The output tokenizer is intended to be used as the only language representation seen by the model during training and inference.

## What ion Is Not

ion is not:

- A BPE tokenizer
- A subword tokenizer
- A character tokenizer
- A human-facing language tool

ion does not preserve English spelling, aesthetics, or expressiveness beyond what is required for semantic coverage.

## Primary Objective

**Maximize sequence-length reduction.**

This is achieved by collapsing as many high-frequency multi-word phrases as possible into single tokens.

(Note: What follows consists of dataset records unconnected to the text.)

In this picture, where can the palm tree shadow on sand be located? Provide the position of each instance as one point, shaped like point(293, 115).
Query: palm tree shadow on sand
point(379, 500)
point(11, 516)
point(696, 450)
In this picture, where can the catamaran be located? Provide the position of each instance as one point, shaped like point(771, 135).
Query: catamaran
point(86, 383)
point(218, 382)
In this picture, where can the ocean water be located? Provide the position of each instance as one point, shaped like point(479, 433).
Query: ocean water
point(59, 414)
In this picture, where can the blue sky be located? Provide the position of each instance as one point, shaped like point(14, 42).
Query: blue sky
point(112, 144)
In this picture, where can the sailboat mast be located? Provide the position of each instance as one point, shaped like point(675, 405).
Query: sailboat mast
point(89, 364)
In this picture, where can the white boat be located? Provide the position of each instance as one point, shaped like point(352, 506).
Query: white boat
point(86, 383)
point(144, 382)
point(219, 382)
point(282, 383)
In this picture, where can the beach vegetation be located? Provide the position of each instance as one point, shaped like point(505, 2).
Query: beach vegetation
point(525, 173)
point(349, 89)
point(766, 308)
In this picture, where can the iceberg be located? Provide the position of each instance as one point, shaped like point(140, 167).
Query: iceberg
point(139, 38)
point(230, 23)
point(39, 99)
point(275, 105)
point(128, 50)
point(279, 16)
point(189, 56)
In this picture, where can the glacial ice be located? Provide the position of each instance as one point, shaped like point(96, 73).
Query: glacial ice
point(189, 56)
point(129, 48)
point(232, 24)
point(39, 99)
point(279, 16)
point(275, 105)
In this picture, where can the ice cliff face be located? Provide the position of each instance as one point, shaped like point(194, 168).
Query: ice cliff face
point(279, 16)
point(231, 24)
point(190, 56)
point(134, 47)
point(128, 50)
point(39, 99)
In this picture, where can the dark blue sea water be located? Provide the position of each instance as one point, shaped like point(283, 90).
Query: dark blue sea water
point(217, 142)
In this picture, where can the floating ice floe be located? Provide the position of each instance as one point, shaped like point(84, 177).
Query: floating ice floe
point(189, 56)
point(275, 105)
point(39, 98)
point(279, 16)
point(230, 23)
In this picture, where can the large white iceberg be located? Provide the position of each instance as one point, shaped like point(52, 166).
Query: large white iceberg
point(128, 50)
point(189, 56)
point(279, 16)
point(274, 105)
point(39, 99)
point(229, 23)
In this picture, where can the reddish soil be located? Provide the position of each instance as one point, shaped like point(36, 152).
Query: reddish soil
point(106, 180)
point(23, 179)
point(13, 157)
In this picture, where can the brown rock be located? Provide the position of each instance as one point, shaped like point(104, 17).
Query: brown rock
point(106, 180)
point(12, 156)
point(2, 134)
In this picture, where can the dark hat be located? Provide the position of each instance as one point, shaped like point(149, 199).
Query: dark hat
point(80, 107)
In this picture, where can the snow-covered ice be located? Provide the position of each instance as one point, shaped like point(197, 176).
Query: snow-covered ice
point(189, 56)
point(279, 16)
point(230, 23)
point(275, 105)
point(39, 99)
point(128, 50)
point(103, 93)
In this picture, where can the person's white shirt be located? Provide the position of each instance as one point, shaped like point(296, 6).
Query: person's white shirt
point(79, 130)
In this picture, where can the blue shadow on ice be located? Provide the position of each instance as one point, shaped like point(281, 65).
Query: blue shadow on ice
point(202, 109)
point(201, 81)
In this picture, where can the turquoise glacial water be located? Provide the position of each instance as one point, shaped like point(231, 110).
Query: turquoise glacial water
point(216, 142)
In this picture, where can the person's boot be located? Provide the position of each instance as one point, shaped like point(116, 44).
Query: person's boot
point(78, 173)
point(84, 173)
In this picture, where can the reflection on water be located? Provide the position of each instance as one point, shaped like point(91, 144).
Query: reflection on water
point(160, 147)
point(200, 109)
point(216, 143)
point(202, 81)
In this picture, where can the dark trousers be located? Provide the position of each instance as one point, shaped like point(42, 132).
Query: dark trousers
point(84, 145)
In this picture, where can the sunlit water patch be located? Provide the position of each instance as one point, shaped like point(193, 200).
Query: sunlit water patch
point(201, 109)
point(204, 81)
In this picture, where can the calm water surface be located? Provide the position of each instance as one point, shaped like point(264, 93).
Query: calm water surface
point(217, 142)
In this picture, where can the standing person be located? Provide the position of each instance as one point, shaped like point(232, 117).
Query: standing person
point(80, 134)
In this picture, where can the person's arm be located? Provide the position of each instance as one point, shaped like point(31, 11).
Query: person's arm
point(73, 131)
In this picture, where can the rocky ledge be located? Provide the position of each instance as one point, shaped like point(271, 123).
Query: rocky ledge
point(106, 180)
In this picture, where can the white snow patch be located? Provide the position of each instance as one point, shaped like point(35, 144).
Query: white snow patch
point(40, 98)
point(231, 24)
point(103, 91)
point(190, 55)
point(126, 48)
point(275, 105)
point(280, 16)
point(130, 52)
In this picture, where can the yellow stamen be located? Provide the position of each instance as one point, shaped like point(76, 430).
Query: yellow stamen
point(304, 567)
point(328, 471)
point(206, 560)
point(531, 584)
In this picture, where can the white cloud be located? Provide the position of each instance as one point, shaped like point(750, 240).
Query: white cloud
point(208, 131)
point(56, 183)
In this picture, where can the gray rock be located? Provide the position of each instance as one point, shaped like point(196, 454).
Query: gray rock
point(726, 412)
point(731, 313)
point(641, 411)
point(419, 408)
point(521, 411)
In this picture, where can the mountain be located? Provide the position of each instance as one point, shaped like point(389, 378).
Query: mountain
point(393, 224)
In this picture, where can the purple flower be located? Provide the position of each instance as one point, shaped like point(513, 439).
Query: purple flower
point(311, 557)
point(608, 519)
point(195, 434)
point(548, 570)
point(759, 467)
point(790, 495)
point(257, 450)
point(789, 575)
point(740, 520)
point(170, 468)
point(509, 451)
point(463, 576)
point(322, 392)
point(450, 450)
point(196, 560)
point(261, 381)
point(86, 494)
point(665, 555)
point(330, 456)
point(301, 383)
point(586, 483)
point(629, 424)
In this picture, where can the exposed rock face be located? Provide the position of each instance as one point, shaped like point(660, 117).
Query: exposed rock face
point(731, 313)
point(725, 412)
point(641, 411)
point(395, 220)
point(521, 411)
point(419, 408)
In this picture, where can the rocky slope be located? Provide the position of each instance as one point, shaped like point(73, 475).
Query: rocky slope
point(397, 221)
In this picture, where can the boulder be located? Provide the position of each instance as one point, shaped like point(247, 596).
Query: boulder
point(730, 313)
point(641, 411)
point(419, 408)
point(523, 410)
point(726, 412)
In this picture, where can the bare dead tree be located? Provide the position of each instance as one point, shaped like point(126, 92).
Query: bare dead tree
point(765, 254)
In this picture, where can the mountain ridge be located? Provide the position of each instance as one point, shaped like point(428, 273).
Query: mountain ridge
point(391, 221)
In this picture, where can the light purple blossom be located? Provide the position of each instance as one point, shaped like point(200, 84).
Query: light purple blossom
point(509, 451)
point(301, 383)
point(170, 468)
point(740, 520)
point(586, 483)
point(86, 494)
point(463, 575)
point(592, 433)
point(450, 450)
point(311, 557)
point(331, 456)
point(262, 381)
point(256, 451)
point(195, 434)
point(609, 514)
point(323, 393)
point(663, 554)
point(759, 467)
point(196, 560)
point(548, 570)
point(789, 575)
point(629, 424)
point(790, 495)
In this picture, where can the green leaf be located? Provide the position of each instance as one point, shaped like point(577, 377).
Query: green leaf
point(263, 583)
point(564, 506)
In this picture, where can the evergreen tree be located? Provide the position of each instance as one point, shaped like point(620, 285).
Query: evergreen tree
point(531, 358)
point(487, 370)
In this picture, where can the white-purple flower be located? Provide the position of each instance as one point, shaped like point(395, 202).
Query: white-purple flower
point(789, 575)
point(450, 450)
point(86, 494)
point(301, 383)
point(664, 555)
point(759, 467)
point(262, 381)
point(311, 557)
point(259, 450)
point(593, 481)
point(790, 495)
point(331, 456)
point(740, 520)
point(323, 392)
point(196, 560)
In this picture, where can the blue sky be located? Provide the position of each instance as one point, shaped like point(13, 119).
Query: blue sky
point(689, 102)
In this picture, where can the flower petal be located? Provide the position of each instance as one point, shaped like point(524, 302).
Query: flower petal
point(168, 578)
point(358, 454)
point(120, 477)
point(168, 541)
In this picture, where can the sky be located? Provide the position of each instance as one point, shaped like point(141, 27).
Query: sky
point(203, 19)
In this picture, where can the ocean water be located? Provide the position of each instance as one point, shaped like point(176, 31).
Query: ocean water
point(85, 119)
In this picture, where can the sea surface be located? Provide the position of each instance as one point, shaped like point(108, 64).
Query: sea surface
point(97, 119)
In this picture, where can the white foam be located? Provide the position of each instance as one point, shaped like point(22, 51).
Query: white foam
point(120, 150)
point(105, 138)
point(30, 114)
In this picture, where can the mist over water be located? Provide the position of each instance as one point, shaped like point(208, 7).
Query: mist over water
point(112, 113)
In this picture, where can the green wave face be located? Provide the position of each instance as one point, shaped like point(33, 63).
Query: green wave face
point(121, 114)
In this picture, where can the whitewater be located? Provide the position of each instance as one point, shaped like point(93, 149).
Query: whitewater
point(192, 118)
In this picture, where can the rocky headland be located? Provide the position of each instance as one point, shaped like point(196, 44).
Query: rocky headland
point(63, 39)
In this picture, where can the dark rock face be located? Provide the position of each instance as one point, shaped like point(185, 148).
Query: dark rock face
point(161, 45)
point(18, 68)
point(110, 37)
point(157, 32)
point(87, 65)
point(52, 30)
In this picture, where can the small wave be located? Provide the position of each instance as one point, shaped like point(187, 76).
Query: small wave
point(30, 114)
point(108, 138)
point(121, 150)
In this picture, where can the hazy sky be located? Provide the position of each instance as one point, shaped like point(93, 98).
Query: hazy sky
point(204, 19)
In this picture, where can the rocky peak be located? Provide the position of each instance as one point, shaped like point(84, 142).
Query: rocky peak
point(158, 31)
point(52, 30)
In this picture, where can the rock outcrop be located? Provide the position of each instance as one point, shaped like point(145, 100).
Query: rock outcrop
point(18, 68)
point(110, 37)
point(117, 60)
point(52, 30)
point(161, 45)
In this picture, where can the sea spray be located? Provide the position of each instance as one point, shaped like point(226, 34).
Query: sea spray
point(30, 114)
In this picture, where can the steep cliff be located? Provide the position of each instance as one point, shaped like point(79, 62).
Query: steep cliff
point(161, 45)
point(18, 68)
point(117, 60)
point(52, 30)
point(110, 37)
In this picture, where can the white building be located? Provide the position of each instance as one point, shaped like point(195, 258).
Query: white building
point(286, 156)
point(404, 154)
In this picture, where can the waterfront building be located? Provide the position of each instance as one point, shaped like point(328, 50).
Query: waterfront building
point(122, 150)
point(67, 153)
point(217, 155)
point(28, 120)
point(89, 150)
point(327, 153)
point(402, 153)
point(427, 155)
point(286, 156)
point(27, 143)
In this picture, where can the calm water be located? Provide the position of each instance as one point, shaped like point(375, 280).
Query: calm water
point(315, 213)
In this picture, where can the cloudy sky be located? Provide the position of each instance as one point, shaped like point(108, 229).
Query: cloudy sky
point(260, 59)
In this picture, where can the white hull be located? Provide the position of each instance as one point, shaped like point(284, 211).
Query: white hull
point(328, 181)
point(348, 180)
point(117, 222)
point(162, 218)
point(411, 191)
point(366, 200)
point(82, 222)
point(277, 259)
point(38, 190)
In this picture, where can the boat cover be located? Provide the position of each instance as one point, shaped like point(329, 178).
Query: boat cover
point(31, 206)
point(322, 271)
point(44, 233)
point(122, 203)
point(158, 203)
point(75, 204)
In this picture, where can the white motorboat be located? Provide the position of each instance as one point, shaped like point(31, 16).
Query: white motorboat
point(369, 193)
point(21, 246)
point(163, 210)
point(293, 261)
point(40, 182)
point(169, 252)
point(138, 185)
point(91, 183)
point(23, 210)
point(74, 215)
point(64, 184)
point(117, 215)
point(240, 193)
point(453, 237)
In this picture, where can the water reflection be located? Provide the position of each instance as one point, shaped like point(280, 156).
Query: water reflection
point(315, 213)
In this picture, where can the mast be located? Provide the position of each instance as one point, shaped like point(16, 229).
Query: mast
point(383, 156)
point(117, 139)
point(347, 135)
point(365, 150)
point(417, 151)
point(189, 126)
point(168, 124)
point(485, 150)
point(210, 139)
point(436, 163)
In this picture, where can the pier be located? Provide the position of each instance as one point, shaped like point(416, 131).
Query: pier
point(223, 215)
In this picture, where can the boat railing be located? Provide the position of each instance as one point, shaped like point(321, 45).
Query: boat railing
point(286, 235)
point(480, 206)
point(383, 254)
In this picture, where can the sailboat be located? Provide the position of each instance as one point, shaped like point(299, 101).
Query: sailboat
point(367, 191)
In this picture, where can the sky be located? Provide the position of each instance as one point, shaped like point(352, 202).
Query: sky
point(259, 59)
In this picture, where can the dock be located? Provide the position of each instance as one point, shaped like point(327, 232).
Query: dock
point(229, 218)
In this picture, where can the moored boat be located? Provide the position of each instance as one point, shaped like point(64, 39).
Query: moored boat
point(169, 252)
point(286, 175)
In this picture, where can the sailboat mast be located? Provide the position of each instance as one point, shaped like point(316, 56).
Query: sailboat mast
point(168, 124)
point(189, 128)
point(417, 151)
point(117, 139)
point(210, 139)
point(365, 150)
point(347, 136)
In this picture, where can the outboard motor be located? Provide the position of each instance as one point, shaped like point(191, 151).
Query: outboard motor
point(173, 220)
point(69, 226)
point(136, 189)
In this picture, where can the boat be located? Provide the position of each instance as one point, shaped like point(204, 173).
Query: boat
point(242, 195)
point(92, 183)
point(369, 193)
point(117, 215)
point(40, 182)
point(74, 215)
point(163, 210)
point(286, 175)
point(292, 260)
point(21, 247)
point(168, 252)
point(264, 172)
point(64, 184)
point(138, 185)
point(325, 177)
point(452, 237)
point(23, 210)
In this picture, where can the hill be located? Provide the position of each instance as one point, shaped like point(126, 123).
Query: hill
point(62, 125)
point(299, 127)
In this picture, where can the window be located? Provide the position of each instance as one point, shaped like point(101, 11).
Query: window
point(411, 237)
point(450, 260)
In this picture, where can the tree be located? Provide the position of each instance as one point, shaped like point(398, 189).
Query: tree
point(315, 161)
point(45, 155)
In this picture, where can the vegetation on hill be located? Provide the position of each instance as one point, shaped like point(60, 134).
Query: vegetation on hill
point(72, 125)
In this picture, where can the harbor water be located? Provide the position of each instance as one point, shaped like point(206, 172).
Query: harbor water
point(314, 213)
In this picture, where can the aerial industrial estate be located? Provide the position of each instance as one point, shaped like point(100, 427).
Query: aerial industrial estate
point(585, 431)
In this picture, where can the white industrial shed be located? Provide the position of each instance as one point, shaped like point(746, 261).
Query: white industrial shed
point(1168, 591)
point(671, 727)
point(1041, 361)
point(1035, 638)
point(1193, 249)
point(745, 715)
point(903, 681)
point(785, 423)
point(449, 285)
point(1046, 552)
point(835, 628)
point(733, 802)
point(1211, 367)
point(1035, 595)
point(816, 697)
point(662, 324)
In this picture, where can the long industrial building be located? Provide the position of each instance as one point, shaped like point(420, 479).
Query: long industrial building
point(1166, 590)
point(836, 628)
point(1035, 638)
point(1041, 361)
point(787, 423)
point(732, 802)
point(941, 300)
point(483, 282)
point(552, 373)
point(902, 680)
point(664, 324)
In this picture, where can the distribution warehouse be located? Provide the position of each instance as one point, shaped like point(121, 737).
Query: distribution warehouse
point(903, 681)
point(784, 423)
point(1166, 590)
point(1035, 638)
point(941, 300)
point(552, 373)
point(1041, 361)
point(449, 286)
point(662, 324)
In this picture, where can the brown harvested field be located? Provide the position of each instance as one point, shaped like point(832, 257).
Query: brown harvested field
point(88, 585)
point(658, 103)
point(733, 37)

Vocabulary size is configurable (default: 20,000), or use **take-needed mode** (`-tn`) for complete coverage.

## Core Concept

Natural language contains many multi-word expressions that function as single semantic units:

- "a lot"
- "have to"
- "going to"
- "let's go"
- "kind of"
- "as soon as"
- "in front of"
- "out of"

ion formalizes these expressions as single atomic tokens.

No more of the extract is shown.